The squat jump is a dynamic move that is designed to mimic the motion of jumping. If performed correctly and consistently, the squat jump can help add inches to your vertical leap.

To perform a squat jump, follow the steps below:

  1. Start by standing, with hands cupped and both arms folded, one on top of the other, in front of the chest area.
  2. Widen the distance between your legs so that your feet are shoulder-width apart for a stable base of support. Make sure that your toes are pointed forward.
  3. Carefully lower yourself to a full squat. Contract your leg muscles to support your weight as you lower your body down.
  4. Keep your back straight and lift your chest up and out to help support your balance.
  5. Push against the floor for an exploding jump. Contract the muscles of your lower extremities as you push off to jump as high as you can.
  6. Straighten your legs as you jump. You can leave your arms the way they are or you can open and extend them upwards, as if you're reaching for the ceiling.
  7. Position yourself in a squat (starting position) once you land back on the floor. Fold your arms back to a starting position if you chose to extend it when you jump.
 

Standard Back Squat

The squat is one of the most effective lower-body exercises, because it works every major muscle group.

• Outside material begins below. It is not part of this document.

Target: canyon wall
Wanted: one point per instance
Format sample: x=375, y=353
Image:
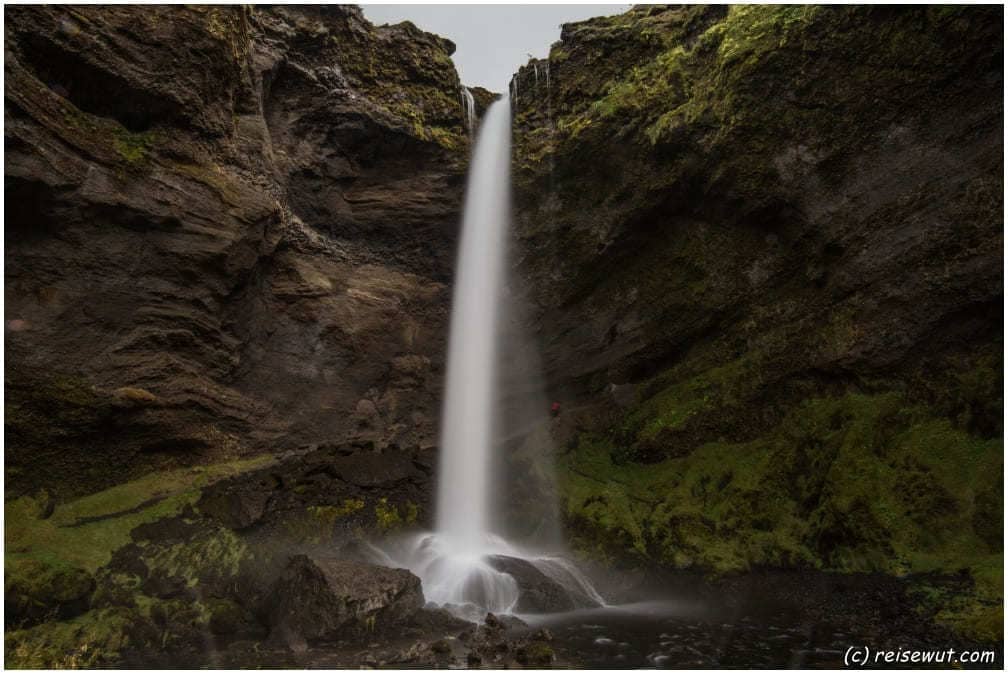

It is great for volleyball because the squat position is very similar to volleyball defensive posture.

To execute a squat, follow the steps below:

  1. Stand with feet hip distance apart with your toes, knees and hips in a straight line.
  2. Pull your belly button towards your spine and contract your abdominal muscles.
  3. Slowly lower your body, as though you are sitting in a chair.
  4. If you can, go down until your butt is in line with your knees (knees at 90-degree angles). If you can't go down that low, go as low as you can.
  5. Take a moment and look down to make sure your knees are behind your toes.
  6. Keeping the weight in your heels, slowly push your body back to starting position.
  7. At the top of the movement, do not lock your knees. Keep a slight bend in them.
  8. Repeat the movement

Static Forward Lunges

The forward lunge helps strengthen the hamstrings and the gluteus maximus. Because the forward lunge engages the body in movements similar to those a volleyball athlete needs to make during a match (the hitting approach, the dig, etc), it is an exercise that every volleyball player should incorporate in their routine. Follow the steps below to lunge in front of the competition:

  1. Stand in a split stance with the right foot forward and the left leg back.
  2. The feet should be about two to three feet apart, depending on your leg length.
  3. Before you lunge, make sure your torso is straight and that you're up on the back toe.
  4. Bend the knees and lower the body down until the back knee is a few inches from the floor.
  5. At the bottom of the movement, the front thigh should be parallel to the floor and the back knee should point toward the floor.
  6. Keep the weight evenly distributed between both legs and push back up, keeping the weight in the heel of the front foot.
  7. Repeat for all reps before switching sides.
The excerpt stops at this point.